ECLI:NL:CRVB:2010:BL8105
Centrale Raad van Beroep
- Hoger beroep
- Rechtspraak.nl
Afwijzing verzoek om loskoppeling van het inkomen van de vader bij de vaststelling van de aanvullende beurs
In deze zaak heeft de Centrale Raad van Beroep op 19 maart 2010 uitspraak gedaan in hoger beroep over een verzoek van appellant om het inkomen van zijn vader buiten beschouwing te laten bij de vaststelling van zijn aanvullende beurs. Appellant had eerder, op 29 februari 2008, een verzoek ingediend bij de Informatie Beheer Groep (IB-Groep) om loskoppeling van het inkomen van zijn vader. Dit verzoek werd op 17 april 2008 afgewezen, waarna de Minister van Onderwijs, Cultuur en Wetenschap, die de IB-Groep opvolgde, het bezwaar van appellant ongegrond verklaarde op 7 juli 2008.

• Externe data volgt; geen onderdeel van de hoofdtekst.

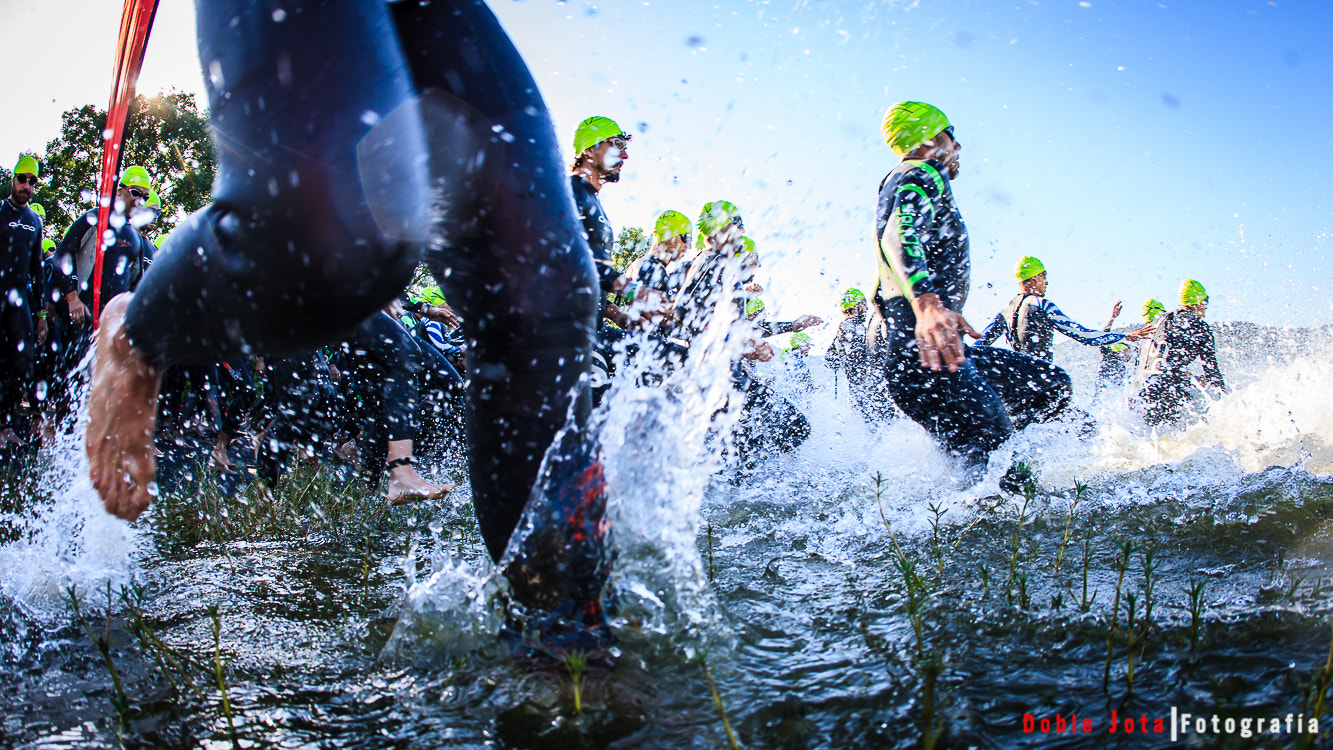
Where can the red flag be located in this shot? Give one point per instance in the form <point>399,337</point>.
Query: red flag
<point>136,21</point>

De rechtbank Rotterdam verklaarde het beroep tegen dit besluit op 27 maart 2009 ongegrond, met de overweging dat er geen sprake was van een langdurig ernstig verstoorde verhouding tussen appellant en zijn vader, zoals vereist door de wet. Appellant stelde dat zijn vader naar België was vertrokken zonder adres en dat er geen contact meer was. Echter, tijdens de zitting bleek dat appellant zijn vader eind 2007 nog had kunnen bereiken, wat niet duidde op een langdurig ernstig verstoorde verhouding.

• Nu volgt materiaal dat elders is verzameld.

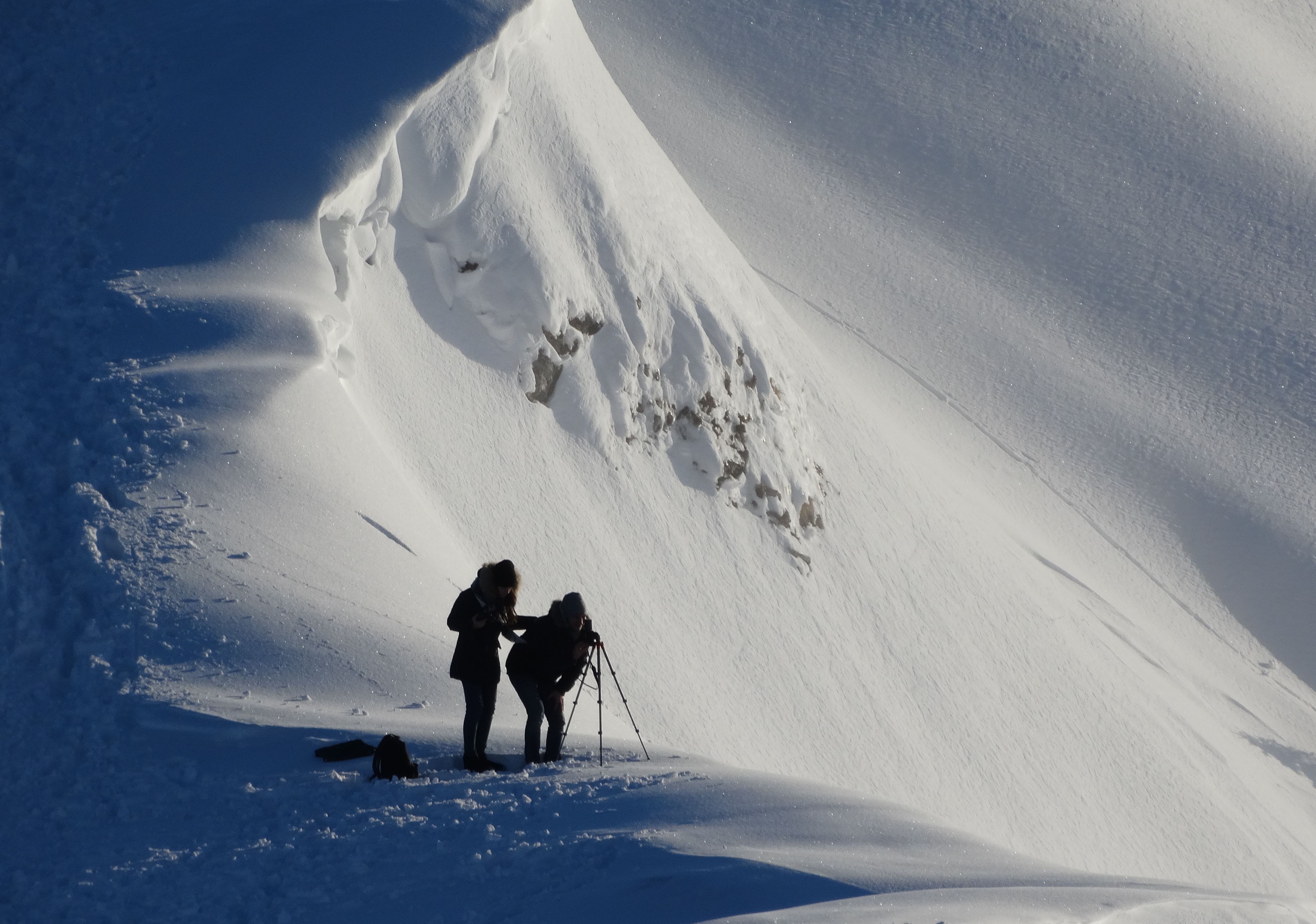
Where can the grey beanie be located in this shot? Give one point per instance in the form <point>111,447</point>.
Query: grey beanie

In hoger beroep herhaalde appellant zijn eerdere argumenten, maar de Raad oordeelde dat er geen nieuwe feiten waren die een andere conclusie rechtvaardigden. De Raad bevestigde de uitspraak van de rechtbank en oordeelde dat de Minister geen nader onderzoek hoefde te doen naar de situatie van appellant en zijn vader. De Raad concludeerde dat de aangevallen uitspraak diende te worden bevestigd en dat er geen aanleiding was voor een proceskostenveroordeling.